From: Johannes Weiner
Date: Sat Apr 27 2024 - 10:22:49 EST


On Fri, Apr 26, 2024 at 06:18:13PM -0700, Shakeel Butt wrote:
> On Fri, Apr 26, 2024 at 05:58:16PM -0700, Yosry Ahmed wrote:
> > On Fri, Apr 26, 2024 at 5:38 PM Shakeel Butt <shakeel.butt@xxxxxxxxx> wrote:
> > >
> > > To reduce memory usage by the memcg events and stats, the kernel uses
> > > indirection table and only allocate stats and events which are being
> > > used by the memcg code. To make this more robust, let's add warnings
> > > where unexpected stats and events indexes are used.
> > >
> > > Signed-off-by: Shakeel Butt <shakeel.butt@xxxxxxxxx>
> > > ---
> > > mm/memcontrol.c | 43 ++++++++++++++++++++++++++++++++++---------
> > > 1 file changed, 34 insertions(+), 9 deletions(-)
> > >
> > > diff --git a/mm/memcontrol.c b/mm/memcontrol.c
> > > index 103e0e53e20a..36145089dcf5 100644
> > > --- a/mm/memcontrol.c
> > > +++ b/mm/memcontrol.c
> > > @@ -671,9 +671,11 @@ unsigned long lruvec_page_state(struct lruvec *lruvec, enum node_stat_item idx)
> > > return node_page_state(lruvec_pgdat(lruvec), idx);
> > >
> > > i = memcg_stats_index(idx);
> > > - if (i >= 0) {
> > > + if (likely(i >= 0)) {
> > > pn = container_of(lruvec, struct mem_cgroup_per_node, lruvec);
> > > x = READ_ONCE(pn->lruvec_stats->state[i]);
> > > + } else {
> > > + pr_warn_once("%s: stat item index: %d\n", __func__, idx);
> > > }
> >
> > Can we make these more compact by using WARN_ON_ONCE() instead:
> >
> > if (WARN_ON_ONCE(i < 0))
> > return 0;
> >
> > I guess the advantage of using pr_warn_once() is that we get to print
> > the exact stat index, but the stack trace from WARN_ON_ONCE() should
> > make it obvious in most cases AFAICT.

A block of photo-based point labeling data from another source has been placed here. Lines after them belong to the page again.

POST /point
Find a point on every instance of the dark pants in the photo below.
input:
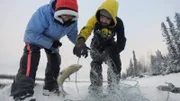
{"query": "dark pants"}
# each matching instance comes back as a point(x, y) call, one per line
point(25, 78)
point(112, 59)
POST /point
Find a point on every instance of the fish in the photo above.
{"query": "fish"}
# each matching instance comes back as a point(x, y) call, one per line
point(64, 74)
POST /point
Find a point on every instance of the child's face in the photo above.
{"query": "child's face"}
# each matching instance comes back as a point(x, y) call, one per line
point(66, 17)
point(105, 21)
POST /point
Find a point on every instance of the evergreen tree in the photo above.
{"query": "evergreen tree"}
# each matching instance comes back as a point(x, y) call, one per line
point(171, 48)
point(175, 35)
point(177, 20)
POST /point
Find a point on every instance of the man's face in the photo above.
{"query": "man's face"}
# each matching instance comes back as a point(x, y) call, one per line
point(66, 17)
point(105, 21)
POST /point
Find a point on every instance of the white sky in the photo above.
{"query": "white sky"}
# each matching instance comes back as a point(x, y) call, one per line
point(142, 20)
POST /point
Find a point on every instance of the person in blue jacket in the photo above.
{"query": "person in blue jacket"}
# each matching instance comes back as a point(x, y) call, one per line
point(46, 27)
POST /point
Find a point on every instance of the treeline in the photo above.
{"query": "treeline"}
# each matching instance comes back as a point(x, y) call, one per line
point(160, 64)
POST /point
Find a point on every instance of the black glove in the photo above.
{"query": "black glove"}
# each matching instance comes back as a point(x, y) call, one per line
point(56, 44)
point(80, 48)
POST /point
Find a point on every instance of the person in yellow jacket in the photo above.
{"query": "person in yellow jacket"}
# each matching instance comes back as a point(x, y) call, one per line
point(106, 27)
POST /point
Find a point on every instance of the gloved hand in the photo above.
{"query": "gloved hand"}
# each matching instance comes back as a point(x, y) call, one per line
point(56, 44)
point(80, 48)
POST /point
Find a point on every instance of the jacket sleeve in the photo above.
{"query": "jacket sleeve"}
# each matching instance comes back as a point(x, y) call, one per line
point(73, 33)
point(86, 30)
point(35, 28)
point(121, 39)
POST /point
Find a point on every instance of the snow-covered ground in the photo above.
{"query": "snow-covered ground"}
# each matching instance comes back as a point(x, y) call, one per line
point(137, 89)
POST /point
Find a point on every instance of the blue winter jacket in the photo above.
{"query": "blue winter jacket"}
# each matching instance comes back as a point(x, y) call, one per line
point(42, 30)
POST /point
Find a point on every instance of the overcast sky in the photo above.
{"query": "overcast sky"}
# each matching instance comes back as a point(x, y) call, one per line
point(142, 20)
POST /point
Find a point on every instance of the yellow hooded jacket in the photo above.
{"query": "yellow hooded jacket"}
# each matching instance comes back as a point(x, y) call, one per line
point(111, 6)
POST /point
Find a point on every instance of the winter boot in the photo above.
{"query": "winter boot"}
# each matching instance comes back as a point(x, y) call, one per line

if (WARN_ONCE(i < 0, "stat item %d not in memcg_node_stat_items\n", i))
return 0;

should work?

> > No strong opinions either way.
>
> One reason I used pr_warn_once() over WARN_ON_ONCE() is the syzbot
> trigger. No need to trip the bot over this error condition.

The warn splat is definitely quite verbose. But I think that would
only be annoying initially, in case a site was missed. Down the line,
it seems helpful to have this stand out to somebody who is trying to
add a new cgroup stat and forgets to update the right enums.